Rhode Island Sea Ducks
The morning of my first-ever sea duck hunt dawned clear and cold, as was expected. However, the fast and furious...
The morning of my first-ever sea duck hunt dawned clear and cold, as was expected. However, the fast and furious action that also was expected didn’t exactly come to pass.
Captain Brian Rhodes of The Swampers guide service picked me up at my hotel at 5:00 a.m. and after a quick stop at Dunkin’ Donuts, where we met Brian’s fellow Avery pro-staffers Mike Bard from Central New York and Bryn Witmire from Pennsylvania, we shot down to the launch in Jamestown. We put Brian’s TDB duck boat in the frigid saltwater and motored out to a rocky point where we set out two strings of a dozen decoys each and a semi-custom eider Mojo decoy Brian’s brother crafted from a mallard Mojo, a length of PVC pipe and an old foam buoy.

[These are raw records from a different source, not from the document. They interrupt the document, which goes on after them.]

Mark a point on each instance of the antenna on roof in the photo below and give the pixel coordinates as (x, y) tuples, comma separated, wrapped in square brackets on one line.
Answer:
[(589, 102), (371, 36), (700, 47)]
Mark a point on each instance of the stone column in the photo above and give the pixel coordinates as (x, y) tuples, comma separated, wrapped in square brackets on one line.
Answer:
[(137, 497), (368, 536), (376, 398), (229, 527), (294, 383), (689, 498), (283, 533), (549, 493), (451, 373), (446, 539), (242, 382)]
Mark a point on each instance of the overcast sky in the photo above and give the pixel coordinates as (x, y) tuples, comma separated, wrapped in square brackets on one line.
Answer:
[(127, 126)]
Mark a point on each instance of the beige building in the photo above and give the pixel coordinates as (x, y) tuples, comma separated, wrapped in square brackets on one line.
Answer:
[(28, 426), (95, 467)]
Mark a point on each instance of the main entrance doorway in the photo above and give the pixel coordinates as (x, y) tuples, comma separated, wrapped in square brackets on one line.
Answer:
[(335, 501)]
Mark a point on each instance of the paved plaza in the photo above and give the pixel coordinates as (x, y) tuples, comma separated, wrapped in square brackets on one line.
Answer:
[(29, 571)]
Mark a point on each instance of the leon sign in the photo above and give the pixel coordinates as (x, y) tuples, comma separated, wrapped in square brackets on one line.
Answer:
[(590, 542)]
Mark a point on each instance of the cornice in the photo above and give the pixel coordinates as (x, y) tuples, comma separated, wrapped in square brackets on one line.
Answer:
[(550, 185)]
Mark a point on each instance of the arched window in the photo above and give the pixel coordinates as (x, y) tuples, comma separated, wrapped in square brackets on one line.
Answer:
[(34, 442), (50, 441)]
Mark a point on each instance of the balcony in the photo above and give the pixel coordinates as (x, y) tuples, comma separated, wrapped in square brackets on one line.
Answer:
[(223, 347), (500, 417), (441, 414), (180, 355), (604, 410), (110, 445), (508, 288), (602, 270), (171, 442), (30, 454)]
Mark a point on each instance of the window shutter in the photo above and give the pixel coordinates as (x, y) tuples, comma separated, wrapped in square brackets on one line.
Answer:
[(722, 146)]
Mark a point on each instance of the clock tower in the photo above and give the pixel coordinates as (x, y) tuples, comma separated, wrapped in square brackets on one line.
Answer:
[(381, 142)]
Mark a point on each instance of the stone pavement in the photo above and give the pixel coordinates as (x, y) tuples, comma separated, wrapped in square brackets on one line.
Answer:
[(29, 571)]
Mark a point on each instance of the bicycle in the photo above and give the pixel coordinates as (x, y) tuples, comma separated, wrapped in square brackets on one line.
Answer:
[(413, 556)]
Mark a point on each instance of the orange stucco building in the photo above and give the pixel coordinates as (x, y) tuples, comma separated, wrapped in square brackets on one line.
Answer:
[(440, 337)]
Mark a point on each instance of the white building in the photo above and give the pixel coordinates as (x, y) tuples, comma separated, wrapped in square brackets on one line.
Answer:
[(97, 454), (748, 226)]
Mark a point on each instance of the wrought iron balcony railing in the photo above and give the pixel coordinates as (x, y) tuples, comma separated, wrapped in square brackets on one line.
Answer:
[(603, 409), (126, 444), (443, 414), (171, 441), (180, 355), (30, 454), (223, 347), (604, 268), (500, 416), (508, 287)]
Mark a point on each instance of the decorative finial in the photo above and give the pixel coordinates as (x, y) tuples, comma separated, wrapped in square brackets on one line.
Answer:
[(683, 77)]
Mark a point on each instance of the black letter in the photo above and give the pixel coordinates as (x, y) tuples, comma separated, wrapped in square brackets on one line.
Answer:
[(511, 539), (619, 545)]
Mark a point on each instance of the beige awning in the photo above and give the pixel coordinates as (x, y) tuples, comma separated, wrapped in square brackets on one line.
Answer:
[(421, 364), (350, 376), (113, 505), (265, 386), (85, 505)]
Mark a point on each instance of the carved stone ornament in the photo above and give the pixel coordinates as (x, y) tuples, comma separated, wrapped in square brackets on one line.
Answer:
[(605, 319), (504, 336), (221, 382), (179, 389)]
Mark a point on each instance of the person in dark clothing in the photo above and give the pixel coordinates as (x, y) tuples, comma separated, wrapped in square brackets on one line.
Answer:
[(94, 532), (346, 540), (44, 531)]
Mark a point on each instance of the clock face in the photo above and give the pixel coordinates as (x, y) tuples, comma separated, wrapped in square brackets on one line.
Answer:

Things looked promising from the outset as several hen and drake eiders piled into our spread before legal shooting light. Mike counted down the seconds to the 6:42 start time, and within 20 seconds a drake and hen zipped into the spread. I promptly delivered a load of No. 2 shot into the drake and he crashed down into the water.
Unfortunately, my first seafowl also proved to be the last bird we shot this morning. Despite the seemingly ideal conditions the birds just didn’t cooperate. We motored to a different spot a little ways down the rocky coast, set out three dozen-decoy lines and missed a couple hen eiders, but by 9:30 the birds had all but stopped flying. So we collected our gear and headed in for breakfast.
After we stuffed ourselves with various pork products, eggs and pancakes we went to check out a tip from one of Brian’s buddies who had called to alert us of a pile of birds down at Point Judith. Indeed the birds were there, but we decided to leave them for tomorrow morning when a forecasted west-southwest wind will make them easier to hunt than the east-southeast wind we had this morning. Hopefully those birds will be more cooperative.